Informational technology's deployment of the web has thus fundamentally changed the nature of competition between technical companies like HP -- it is not simply a question of what one uses at work, but now that people have more flexibility and use more technology in their daily lives, companies like HP can and must project an image as well as merely provide a service.
The changing, more diverse industry structure within the computer industry, partly spurred on in recent years from new encroachments from non-proprietary software companies, unlike Microsoft, which HP has allied itself with has created additional problems and forced it to explore new solutions.
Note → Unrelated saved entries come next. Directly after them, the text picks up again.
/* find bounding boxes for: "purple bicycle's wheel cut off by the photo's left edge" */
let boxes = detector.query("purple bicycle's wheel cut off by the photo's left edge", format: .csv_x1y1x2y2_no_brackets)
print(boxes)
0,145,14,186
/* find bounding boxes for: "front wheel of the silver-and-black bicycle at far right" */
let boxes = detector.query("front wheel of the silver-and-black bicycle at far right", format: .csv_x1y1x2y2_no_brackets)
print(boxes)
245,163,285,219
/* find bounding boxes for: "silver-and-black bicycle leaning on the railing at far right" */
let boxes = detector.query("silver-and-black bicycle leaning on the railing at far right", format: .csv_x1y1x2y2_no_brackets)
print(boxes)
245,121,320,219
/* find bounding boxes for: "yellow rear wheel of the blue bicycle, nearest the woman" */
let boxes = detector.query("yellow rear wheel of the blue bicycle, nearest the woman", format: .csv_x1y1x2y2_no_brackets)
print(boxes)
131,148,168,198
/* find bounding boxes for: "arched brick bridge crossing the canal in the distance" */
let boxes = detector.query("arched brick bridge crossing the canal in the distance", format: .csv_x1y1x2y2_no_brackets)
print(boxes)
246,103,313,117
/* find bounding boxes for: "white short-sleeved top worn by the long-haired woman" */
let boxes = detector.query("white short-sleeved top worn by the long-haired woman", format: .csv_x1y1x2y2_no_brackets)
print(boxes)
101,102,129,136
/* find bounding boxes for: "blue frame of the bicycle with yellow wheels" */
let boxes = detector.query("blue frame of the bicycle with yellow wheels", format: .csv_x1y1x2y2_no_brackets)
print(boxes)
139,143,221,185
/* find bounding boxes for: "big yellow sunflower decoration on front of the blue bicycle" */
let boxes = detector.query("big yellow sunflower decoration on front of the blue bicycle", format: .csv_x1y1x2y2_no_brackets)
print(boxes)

HP has been able to distinguish itself, despite the increasingly pluralistic industry structure, to stress its ability to provide helpful advice to home customers and small and medium size businesses, thus enhancing its differentiation in the industry, and creating a friendly yet professional image for itself in the minds of consumers. This makes consumers specifically look for HP products, rather than relying on middleperson's advice, and other aspects of the value chain that increases cost and necessitates more advertising dollars to be spent on the part of the company.
The superiority of its support services for current users and its alliance with wireless services such as Noika have enabled it to create new business networks and enhance its competitive scope and advantage in the technology industry. HP has made a commitment to technical innovation in transforming the products sold, by making products cheaper for the consumer and more common by deploying the fast-paced direction and pace of change in the industry to its benefit, through the Internet's driving force of advertising and direct marketing.
It has not always been able to change the nature of the playing field of competition and the change the nature of the industry structure to its advantage as it might ideally desire, but it has retained a competitive advantage for.